Title: Diversity of polyketide synthases in Fusarium Authors
Submitted to: Book Chapter
Publication Type: Book / Chapter
Publication Acceptance Date: January 10, 2013
Publication Date: July 10, 2013
Citation: Brown, D.W., Proctor, R.H. 2013. Diversity of polyketide synthases in Fusarium. In: Brown, D.W., Proctor R.H., editors. Fusarium: Genomics, Molecular and Cellular Biology. Norwich, United Kingdom: Horizon Scientific Press. p. 143-164. Technical Abstract: Fusarium can produce a structurally diverse array of secondary metabolites (SMs) with a range of biological activities, including pigmentation, plant growth regulation, and toxicity to humans and other animals.
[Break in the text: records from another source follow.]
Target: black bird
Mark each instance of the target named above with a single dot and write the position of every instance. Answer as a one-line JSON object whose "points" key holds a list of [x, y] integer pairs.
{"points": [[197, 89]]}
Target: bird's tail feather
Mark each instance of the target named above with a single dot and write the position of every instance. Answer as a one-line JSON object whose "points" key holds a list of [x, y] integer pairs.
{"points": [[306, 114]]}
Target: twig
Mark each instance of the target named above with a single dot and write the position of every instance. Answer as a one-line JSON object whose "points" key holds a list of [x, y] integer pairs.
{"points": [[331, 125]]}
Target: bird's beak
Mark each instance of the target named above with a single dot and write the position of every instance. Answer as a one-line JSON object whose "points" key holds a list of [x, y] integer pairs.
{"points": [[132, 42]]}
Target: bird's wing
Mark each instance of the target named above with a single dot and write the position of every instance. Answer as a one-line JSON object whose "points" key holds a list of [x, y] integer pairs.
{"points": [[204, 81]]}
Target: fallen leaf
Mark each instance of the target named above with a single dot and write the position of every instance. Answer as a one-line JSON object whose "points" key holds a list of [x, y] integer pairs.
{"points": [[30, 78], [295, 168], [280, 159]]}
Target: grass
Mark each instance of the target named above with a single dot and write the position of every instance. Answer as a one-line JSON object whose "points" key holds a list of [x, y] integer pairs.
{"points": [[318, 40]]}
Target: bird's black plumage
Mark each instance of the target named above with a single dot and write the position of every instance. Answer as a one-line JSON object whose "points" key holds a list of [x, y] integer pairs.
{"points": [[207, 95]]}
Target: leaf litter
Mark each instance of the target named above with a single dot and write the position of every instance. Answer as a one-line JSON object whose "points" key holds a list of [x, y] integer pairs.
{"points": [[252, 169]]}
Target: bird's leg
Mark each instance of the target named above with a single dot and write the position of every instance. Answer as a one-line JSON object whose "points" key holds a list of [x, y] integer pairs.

Contamination of grain-based food and feed with toxic SMs produced by Fusarium is associated with a variety of diseases in plants and animals and results in loss of millions of dollars in grain commodities each year. Many SMs are formed via the activities of a family of large enzymes called polyketide synthases (PKSs) that consist of between five and eight functional domains. This Chapter reviews the structures and functions of Fusarium PKSs present in four species, Fusarium verticillioides, Fusarium graminearum, Fusarium solani, and Fusarium oxysporum. Each genome has between 11 and 16 PKS genes. Re-examination of inferred phylogenetic relationships of deduced amino acid sequences provides insight into how this gene family evolved. The geneaologies suggest that collectively the Fusarium PKSs represent 39 distinct PKS homologs, where each set catalyzes synthesis of a structurally distinct polyketide. Variation in the Fusarium PKS genes is due to both ancient and recent gene duplications, gene loss events, gain-of-function due to the acquisition of new domains and of loss-of-function due to nucleotide mutations. The significant number and variety of evolutionary changes reflects the vast biosynthetic chemical potential this gene family provides fungi that may help address ever changing living conditions. Understanding how fungal polyketides arise will lead to better methods to control their synthesis thereby reducing their negative impact on man and saving limited natural resources.